Contradiction runs throughout. I really liked the comment that he hated support bands because they take up too much soundcheck time, that is the language of a real cunt.

So. Is it a good read? Not really. Necessary for the history of Swell Maps but beyond that story comes the story of an arrogant, ligging, freeloading irritant with very little to say.
I could say more, but won't. The book hasn't put me off listening to my Swell Maps records, but maybe tainted the enjoyment a little.


  1. He was a nice bloke when I met him.

  2. Nikki had his faults (as we all do) but your interpretation of his writings is way off the mark.
    John "Golden" Cockrill

  3. with ol golden on this. nikki made music for the love of it.no more no less.as for his "lifestyle"...that was his choice,but at least he was honest about it.
    paul groovy

  4. Hey, if you'd be willing to sell your copy, I might be willing to buy it.
    Hit me up at rickroserude@gmail.com if you're interested.

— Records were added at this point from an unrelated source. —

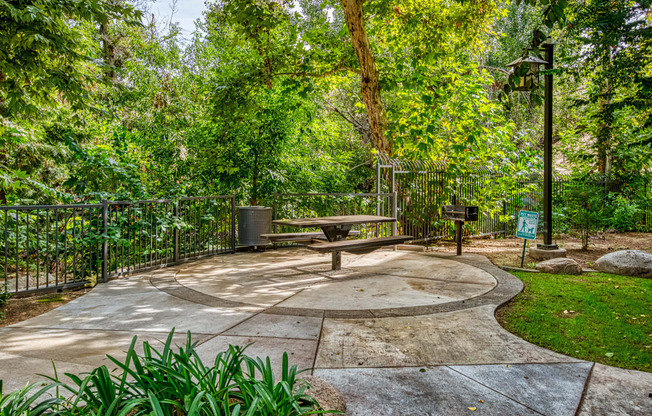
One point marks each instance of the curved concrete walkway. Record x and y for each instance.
(398, 333)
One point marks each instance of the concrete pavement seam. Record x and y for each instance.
(321, 330)
(584, 391)
(495, 391)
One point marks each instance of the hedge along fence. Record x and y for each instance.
(63, 246)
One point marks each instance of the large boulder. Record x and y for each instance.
(626, 262)
(561, 265)
(326, 395)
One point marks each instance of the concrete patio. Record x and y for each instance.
(397, 332)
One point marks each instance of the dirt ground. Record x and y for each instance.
(507, 252)
(20, 309)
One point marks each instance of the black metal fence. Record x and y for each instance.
(62, 246)
(422, 187)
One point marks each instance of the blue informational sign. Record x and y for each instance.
(527, 225)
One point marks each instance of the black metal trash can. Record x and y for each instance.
(252, 222)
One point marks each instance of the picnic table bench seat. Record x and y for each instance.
(357, 245)
(306, 236)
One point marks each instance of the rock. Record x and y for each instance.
(546, 254)
(627, 262)
(561, 265)
(325, 394)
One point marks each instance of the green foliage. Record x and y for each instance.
(171, 382)
(47, 51)
(600, 317)
(626, 214)
(586, 211)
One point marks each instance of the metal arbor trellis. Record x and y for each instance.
(422, 187)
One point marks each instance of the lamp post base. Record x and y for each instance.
(547, 252)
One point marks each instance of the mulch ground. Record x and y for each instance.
(19, 309)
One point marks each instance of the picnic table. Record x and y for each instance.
(336, 229)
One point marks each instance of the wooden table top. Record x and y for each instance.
(333, 221)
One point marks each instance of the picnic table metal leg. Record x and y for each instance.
(337, 260)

  5. Keep in mind, this book was nowhere near complete when he died. I worked closely with Nikki during the last couple years of his life, ran his website for a while, did cover art, was even his manager. We used to shoot versions of his auto bio and his book on the Wick back and forth, with me editing and adding things. Neither book was near complete, in my opinion, and he was always far busier making music than writing about it. And Nikki wasn't an ass, he was a really nice guy. He'd call me for the hell of it, we'd both cork a bottle of wine and play guitar together or just shoot the shit or he'd play demos, etc. Hardly the 'star mentality'. I've known and worked with quite a few over the years, and Nikki was very grounded by comparison to most.

  6. I haven't read the book so I can't comment on it, but Nikki was a lovely, gentle man. He wasn't perfect and he was perhaps too easily influenced by his musical heroes (Johnny Thunders, for one) but I loved him, in a platonic way :). He admired the rock 'n' roll lifestyle a bit too much for his own good, but he had a big heart and a grand soul.

  7. I've read this review before,it was a shock when he died. I regret blanking him the last time we met. A lot of waffle has been spouted but those who really knew him tend to remain silent.